Title:Storage Requirements for AI
speaker:John Cardente, Member of Technical Staff, Dell Technologies
meeting:SNIA Compute, Memory, and Storage Summit
date: May 21, 2024
Deep Learning I /O (DLIO) Benchmark
https://github.com/argonne-lcf/dlio_benchmark
the booming development of AI has brought huge demand for GPU, prompting people to make full use of its performance.
GPU is a necessary component of AI
modern deep learning AI models require millions of vector operations. In order to make AI feasible in computing, vector operations must be parallelized. GPU is designed for fast and cost-effective parallel vector operations. It is because of the existence of GPU that AI becomes economically feasible.
GPU is expensive and scarce
major companies are competing to build AI data centers that can accommodate hundreds or even thousands of GPUs. However, the demand for GPU is constantly exceeding the supply, making it expensive and difficult to obtain.
Maximize GPU utilization
-----
with the booming development of AI, many companies are building AI data centers to provide more advanced product functions and simplify operations. Modern deep learning AI models require millions of vector operations. In order to make these calculations feasible within a reasonable time, parallel processing is required. GPU is designed to perform parallel vector operations extremely quickly and cost-effectively. It is this technology that makes advanced AI computing and economic benefits possible.
With the large-scale AI data center construction competition, GPU supply is in short supply, resulting in scarcity and high procurement costs. Therefore, operators must make the best use of their GPU resources. In AI data center design, maximizing GPU utilization is becoming the main goal.
To maximize GPU utilization, data center design requires a balanced end-to-end architecture to avoid performance bottlenecks. Although people often pay attention to high-performance GPU servers and the East-West network required for large-scale GPU communication, storage also plays a key role.
Data Preparation
key tasks:
scalable and high-performance storage that allows you to convert data to an AI format
protect valuable original and derived training datasets
key features:
stores large structured and unstructured datasets in various formats
scaling under the pressure of MapReduce-like Distributed Processing (commonly used to convert AI data)
supports file and object access protocols to simplify integration.
Training and fine tuning
key tasks:
provides training data to make full use of expensive GPU
save and restore model checkpoints to protect training inputs
key features:
maintain the necessary read bandwidth to keep GPU resources in training busy.
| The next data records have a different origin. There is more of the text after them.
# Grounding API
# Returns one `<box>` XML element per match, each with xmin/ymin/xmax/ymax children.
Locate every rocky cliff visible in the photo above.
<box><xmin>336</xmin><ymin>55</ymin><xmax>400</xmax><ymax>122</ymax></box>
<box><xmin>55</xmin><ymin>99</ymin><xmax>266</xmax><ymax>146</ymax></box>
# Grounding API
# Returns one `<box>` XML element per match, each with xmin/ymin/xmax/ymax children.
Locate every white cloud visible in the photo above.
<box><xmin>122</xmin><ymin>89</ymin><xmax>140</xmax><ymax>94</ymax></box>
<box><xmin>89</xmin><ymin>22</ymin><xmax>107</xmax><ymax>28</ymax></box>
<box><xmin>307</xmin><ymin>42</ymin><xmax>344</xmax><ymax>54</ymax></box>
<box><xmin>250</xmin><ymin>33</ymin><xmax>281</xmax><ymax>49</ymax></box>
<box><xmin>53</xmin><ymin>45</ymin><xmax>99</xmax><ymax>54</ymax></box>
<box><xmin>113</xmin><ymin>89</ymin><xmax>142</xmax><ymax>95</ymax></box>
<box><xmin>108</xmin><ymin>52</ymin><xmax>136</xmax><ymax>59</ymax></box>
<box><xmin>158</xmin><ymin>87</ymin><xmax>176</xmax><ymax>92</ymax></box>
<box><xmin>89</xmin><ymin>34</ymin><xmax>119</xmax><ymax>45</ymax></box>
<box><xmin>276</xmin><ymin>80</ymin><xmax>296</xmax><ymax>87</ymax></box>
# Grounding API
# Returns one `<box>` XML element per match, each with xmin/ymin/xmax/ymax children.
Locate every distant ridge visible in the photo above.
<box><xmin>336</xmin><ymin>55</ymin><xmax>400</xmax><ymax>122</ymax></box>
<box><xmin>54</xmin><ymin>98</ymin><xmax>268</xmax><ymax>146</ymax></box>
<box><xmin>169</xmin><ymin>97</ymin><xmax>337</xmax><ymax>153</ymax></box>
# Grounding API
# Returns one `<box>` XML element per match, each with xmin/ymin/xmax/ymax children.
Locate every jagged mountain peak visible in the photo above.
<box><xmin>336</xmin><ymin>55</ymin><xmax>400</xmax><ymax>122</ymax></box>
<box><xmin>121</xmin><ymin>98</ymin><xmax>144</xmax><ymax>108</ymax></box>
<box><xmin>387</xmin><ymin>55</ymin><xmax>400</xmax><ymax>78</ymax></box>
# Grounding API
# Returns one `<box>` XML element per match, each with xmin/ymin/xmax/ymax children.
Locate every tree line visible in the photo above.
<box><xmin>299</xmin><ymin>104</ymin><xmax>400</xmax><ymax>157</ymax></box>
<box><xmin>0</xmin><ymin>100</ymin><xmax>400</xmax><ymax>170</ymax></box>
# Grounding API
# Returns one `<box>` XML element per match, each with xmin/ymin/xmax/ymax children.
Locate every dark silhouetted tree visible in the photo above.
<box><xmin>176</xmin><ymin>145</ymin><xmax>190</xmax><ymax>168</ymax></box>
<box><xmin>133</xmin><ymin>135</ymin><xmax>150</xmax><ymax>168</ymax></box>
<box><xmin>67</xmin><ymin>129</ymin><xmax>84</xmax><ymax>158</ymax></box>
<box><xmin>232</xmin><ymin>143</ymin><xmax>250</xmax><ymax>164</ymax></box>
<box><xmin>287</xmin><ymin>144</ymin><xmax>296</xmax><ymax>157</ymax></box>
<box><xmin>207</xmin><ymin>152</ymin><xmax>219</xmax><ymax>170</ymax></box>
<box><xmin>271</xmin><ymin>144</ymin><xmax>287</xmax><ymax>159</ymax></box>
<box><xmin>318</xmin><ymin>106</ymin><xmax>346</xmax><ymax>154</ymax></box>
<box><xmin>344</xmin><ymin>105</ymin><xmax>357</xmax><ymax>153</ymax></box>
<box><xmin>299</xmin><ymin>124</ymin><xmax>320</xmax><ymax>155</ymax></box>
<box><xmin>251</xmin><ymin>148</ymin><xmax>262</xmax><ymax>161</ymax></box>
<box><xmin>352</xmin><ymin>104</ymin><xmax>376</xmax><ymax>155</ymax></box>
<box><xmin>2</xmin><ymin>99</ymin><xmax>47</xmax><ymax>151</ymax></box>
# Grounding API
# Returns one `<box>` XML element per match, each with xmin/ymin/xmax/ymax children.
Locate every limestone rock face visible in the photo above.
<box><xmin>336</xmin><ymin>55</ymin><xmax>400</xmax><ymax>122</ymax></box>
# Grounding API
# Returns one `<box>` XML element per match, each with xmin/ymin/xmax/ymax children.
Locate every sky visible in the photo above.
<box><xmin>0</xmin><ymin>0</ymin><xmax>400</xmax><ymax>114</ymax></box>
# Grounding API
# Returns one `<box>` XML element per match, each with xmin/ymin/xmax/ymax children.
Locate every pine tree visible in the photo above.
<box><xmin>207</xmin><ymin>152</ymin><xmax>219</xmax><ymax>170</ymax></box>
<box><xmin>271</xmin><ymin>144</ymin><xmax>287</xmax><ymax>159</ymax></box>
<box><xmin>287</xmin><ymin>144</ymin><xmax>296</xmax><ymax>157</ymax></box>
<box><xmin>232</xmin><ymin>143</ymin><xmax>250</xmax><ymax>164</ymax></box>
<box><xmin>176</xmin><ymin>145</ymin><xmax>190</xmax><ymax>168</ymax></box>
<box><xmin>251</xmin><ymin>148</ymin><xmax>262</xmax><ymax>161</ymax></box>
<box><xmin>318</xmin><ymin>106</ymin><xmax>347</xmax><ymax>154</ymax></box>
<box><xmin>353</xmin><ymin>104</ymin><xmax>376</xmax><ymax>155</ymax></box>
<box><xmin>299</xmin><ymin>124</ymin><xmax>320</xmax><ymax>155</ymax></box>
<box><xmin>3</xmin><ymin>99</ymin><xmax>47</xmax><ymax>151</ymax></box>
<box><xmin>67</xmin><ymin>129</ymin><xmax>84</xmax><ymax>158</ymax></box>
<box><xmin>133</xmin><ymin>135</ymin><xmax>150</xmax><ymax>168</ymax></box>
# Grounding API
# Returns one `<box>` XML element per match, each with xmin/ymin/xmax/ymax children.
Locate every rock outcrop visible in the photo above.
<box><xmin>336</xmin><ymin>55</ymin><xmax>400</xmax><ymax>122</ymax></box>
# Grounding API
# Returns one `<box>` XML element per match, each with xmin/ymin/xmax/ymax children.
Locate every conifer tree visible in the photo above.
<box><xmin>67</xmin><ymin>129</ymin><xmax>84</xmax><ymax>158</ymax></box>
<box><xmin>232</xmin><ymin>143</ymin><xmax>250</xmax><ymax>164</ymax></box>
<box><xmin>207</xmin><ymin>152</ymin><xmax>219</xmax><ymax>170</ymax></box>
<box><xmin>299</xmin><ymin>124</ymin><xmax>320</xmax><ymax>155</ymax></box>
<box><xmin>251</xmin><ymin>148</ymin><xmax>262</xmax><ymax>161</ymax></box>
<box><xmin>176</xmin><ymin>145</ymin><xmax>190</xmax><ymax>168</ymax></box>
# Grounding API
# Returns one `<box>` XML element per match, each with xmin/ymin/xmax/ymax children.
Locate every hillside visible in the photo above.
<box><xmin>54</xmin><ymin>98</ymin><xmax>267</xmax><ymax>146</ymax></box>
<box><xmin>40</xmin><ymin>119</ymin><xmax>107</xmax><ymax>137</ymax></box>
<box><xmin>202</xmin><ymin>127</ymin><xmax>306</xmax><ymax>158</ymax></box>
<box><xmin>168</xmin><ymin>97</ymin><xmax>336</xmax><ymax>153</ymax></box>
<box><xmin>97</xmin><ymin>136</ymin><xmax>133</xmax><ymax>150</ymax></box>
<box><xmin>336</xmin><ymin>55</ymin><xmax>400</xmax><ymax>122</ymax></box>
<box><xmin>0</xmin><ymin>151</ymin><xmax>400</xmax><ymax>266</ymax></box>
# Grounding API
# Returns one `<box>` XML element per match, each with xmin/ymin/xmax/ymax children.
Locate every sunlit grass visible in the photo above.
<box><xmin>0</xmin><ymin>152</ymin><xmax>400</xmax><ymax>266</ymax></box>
Minimize the time to save checkpoint data to reduce training suspension
scale out to meet the needs of parallel data training in large clusters
reasoning
key tasks:
secure storage and fast delivery of model files for inference services
provides batch Inference Data.
Key features:
reliable storage of high-cost model file data
minimize the read latency of model files for rapid deployment of inference
maintain the necessary read bandwidth to keep GPU resources in inference busy.
-----
just as data is the "fuel" of AI, storage runs through the entire AI lifecycle. It starts from the data preparation phase, where raw data is converted. Generally, a distributed processing framework is used to convert it into a format suitable for AI model training and batch reasoning. It is essential to store and efficiently access unstructured and structured data in an open data format. This method of accessing files and objects at the same time can avoid additional data copies, which is especially important when using a mixture of analysis and AI software stacks that support different storage protocols.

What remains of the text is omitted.